Consider the examples of storage tanks or bins, mixing tanks, railroad tank cars, silos, vaults, pits, or any large tank used for holding liquid. It may be the case that these big storage containers need to be cleaned out, so a worker to goes inside and they’re completely surrounded by walls of the structure, with only a small entry/exit hatch for escape if things go awry. Confined spaces are a nightmare for the claustrophobic. They may be large or small and above or below ground.

The Occupational Safety & Health Administration (OSHA) created a standard to better protect those who work in confined spaces in 1993. OSHA based this standard on the most effective practices for eliminating and controlling confined space hazards. In their explanation, OSHA stated that repair, maintenance, cleaning and inspection activities account for nearly 25% of confined space related fatalities, with construction and manufacturing industries experiencing the most fatalities.

Numerous confined spaces are poorly ventilated, which leads to the release of vapors that are safe in the open air creating an oxygen-deficient, toxic, combustible, or otherwise harmful atmosphere. These types of atmospheres are able to cause immediate asphyxiation, acute and chronic poisoning, or impairment that can result in injury. The leading cause of death in confined spaces is asphyxiation. Confined spaces are also capable of posing the hazard of asphyxiation or other injury from engulfment in the materials inside (i.e. grain or sawdust within a silo).

If several unexpected situations develop, confined spaces can kill.

A lack of oxygen is one highly probable factor contributing to confined space accidents. A situation like this occurs when the air in a confined space is consumed by chemical or biological reactions, diluting the amount of oxygen in the immediate atmosphere to below 21%, increasing negative physiological responses as that percentage declines.

Another killer in confined spaces is oxygen displacement. This occurs when inert gas concentration is high enough to remove oxygen from the chamber, essentially replacing the normal air we breathe with colorless, odorless gases like nitrogen or carbon dioxide, and creating a situation of complete suffocation for workers.

More likely problem situations to consider involve flammable atmospheres, toxic gases, and solvents: each poses different, specific hazards that have killed high-risk workers in the past.

In addition, there are other potential hazards: sloped, tapered, or inwardly converging walls in a confined space, such as a discharge pipe, can pose the hazard of asphyxiation from compression of the chest to workers who slip and fall into them. Being caught between or under objects in a space can also lead to confinement.

For employees, there can also be exposure to extreme noise, heat, or cold in a confined space and that may introduce hazards just because of the tools they bring into such an environment. Welding certain materials are able to create fire hazards and cleaning the inside of tanks with solvents may create a toxic atmosphere, for example.

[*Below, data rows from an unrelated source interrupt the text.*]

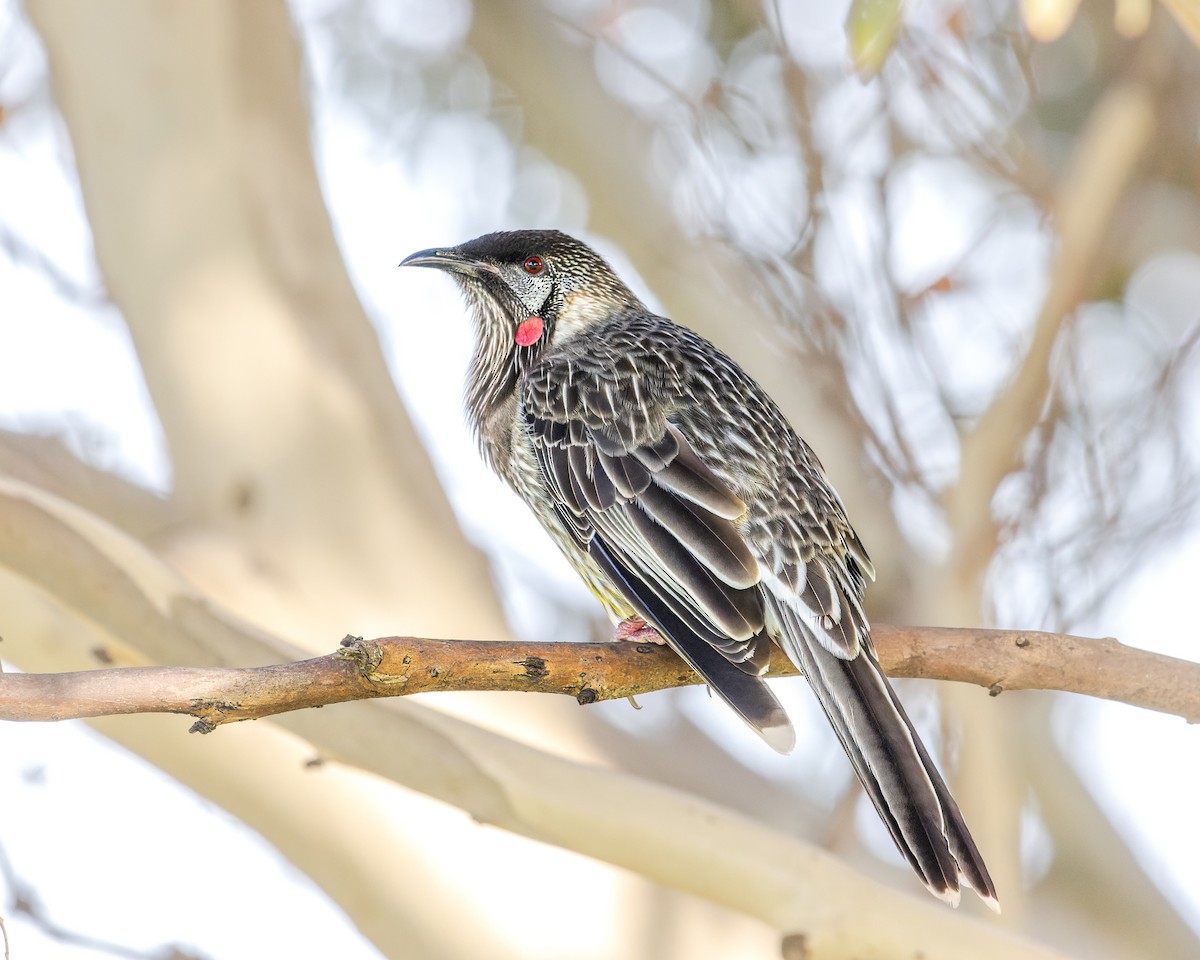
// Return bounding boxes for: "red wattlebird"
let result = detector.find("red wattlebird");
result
[402,230,996,907]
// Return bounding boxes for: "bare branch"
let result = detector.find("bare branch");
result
[0,625,1200,733]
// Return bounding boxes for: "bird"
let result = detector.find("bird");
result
[401,230,998,912]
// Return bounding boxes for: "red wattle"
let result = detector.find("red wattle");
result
[516,317,541,347]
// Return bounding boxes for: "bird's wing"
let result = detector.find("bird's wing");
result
[522,361,794,751]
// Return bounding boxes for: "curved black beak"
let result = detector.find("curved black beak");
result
[400,247,497,277]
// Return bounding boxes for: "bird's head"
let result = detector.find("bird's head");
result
[401,230,638,372]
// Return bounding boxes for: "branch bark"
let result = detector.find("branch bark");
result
[0,625,1200,733]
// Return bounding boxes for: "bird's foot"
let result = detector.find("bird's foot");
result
[612,617,666,644]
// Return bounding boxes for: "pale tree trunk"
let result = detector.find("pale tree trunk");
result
[29,0,504,640]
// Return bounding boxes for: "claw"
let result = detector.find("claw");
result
[612,617,666,644]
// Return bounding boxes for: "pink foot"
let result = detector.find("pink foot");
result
[612,617,666,643]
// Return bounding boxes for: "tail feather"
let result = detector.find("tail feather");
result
[768,598,998,910]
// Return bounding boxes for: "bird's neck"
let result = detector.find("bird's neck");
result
[464,298,517,474]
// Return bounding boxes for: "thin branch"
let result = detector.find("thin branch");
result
[0,625,1200,733]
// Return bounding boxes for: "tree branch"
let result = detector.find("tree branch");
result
[0,625,1200,733]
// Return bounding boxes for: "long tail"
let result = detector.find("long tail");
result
[768,598,1000,912]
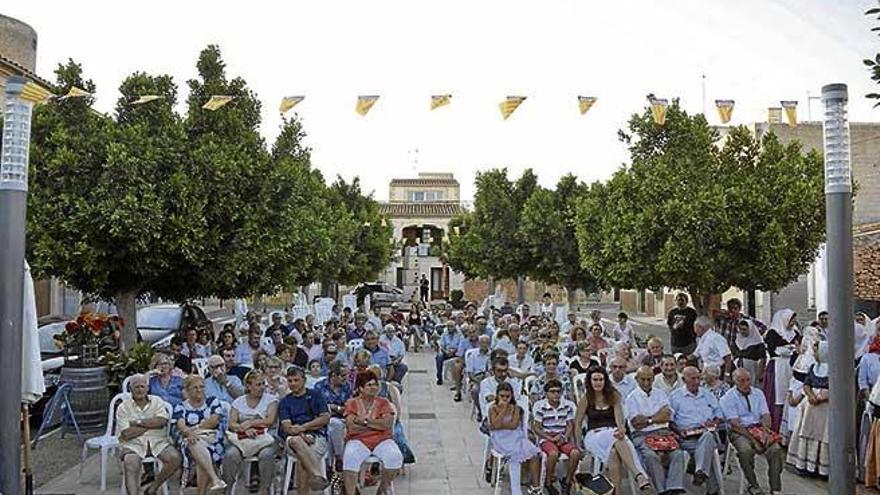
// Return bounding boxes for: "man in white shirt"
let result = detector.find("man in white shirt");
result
[690,316,733,378]
[116,375,181,495]
[479,356,522,418]
[608,357,639,408]
[654,354,684,396]
[669,366,724,494]
[721,368,784,495]
[624,366,688,494]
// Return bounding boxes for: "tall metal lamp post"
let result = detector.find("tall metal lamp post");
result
[822,84,856,493]
[0,76,35,495]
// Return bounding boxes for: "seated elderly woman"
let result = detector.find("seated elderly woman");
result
[116,375,180,495]
[172,375,226,495]
[342,371,403,495]
[150,353,183,406]
[223,370,278,495]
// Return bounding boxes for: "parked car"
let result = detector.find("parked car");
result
[350,282,406,309]
[137,304,214,348]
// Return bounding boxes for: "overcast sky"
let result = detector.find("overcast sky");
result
[2,0,880,200]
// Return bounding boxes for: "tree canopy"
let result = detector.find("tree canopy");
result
[577,101,825,309]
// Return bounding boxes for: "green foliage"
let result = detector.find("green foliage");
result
[577,101,825,308]
[324,177,392,285]
[448,168,537,279]
[102,342,153,386]
[519,174,601,293]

Confined spaces have two classifications: “non-permit required” or “permit required.” A non-permit required confined space is a enclosed space that does not pose life, health, or safety hazards. Many permit-required confined spaces could contain hazardous atmospheres because of their very nature and configuration.

An confined space that requires a permit:
– Houses or has the potential to produce a hazardous atmosphere
– Has a material that can engulf someone who enters the space
– Is configured internally in a way that might cause an entrant to be trapped or asphyxiated
– Has other recognized serious safety or health hazards

A company’s Permit-required Confined Space Entry Program is the overall policy and plan for protecting every employee and contractor from confined space hazards, in addition to regulating entry into permit-required spaces. When a job site has permit-required confined spaces and workers are authorized to enter them, employers must develop, implement, and update this program. As well, the company must enforce and periodically evaluate their Confined Space Entry program.